2. Sprinkle the Korean coarse sea salt between the leaves, concentrating on the thick white parts. Lay the quarters in a large basin and pour the water (for brining) over. Let stand 1.5–2 hours, turning every 30 minutes, until the leaves are pliable and the ribs bend without cracking.
3. Rinse the cabbage 3 times in cold water to remove excess salt, then drain in a colander for 20 minutes.
4. In a small saucepan, whisk the sweet rice flour into the water (for porridge). Bring to a gentle simmer over medium heat, stirring, until thick and translucent, 2–3 minutes. Remove from heat and whisk in the white sugar. Cool to room temperature, 10–15 minutes.
5. In a large bowl, combine the cooled porridge with gochugaru (Korean red pepper flakes), Korean fish sauce, and salted shrimp (saeujeot). Add the garlic and ginger and stir until a spreadable paste forms.
6. Add the Korean radish (mu) and scallions to the paste and toss until evenly coated. Let stand 10 minutes to wilt slightly.
7. Gently squeeze excess water from the drained cabbage quarters. Wearing gloves, spread the paste between every leaf and over the outside of each quarter.
8. Pack the coated cabbage tightly into a clean 2-quart jar or crock, pressing to eliminate air pockets and to draw out brine. Leave 1–2 inches headspace.
9. Close the lid loosely or fit an airlock. Ferment at cool room temperature (60–70°F/16–21°C) until bubbly, aromatic, and lightly sour, 24–48 hours, pressing the vegetables down once a day to keep them submerged.
10. When the flavor is pleasantly tangy and the brine covers the kimchi, tighten the lid and refrigerate. For best flavor, wait 3–5 days before eating.
11. Serve chilled as a side or use in cooking; it will continue to slowly sour and keep for several weeks refrigerated.
Kimchi is Korea’s iconic fermented vegetable dish, most famously made with napa cabbage, a vibrant red pepper paste, and a savory depth from seafood seasonings.
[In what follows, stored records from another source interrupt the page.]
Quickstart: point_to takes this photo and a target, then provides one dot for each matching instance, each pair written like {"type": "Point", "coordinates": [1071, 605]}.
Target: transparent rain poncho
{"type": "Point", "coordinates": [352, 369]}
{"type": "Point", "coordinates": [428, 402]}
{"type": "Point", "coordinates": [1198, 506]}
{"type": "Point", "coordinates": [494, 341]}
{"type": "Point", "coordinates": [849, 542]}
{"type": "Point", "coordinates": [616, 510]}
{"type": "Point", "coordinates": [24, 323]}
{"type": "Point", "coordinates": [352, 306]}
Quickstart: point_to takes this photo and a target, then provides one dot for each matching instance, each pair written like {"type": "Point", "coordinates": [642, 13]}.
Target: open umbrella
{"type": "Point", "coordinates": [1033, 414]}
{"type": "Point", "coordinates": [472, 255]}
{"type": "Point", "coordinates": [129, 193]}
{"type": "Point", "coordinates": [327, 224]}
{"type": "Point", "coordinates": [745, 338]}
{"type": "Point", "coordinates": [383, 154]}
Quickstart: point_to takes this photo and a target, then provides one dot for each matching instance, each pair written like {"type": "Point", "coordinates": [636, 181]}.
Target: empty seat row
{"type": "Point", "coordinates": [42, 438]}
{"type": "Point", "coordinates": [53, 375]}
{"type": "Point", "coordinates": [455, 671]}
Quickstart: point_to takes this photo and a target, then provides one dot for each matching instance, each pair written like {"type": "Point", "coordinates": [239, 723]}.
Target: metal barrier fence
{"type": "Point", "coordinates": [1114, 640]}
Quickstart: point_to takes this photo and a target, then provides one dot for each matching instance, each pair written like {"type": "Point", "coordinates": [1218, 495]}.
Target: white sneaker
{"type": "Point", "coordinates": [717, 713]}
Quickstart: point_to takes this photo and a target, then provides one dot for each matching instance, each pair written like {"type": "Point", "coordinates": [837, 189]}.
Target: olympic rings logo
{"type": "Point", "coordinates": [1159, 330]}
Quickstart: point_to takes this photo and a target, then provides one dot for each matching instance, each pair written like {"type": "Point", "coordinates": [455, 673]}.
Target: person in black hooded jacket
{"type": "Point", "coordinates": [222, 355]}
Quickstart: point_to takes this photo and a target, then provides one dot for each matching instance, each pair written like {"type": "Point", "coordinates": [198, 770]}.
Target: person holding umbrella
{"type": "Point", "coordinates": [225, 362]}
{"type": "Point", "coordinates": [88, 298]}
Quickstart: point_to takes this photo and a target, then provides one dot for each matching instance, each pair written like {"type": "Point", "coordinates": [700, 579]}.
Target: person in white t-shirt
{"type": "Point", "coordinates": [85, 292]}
It is crunchy yet tender, spicy yet balanced, and develops a complex tang as it ferments. Served as a daily banchan (side dish), it brightens meals with chile warmth, garlicky aroma, and refreshing acidity.
Historically, kimchi evolved as a way to preserve vegetables through long winters, with hundreds of regional and seasonal variants. Red pepper (gochugaru) entered the Korean pantry in the 16th–17th centuries, giving modern kimchi its signature color and spice. The communal autumn tradition of kimjang—preparing and sharing large batches for winter—remains culturally significant and is recognized by UNESCO as Intangible Cultural Heritage.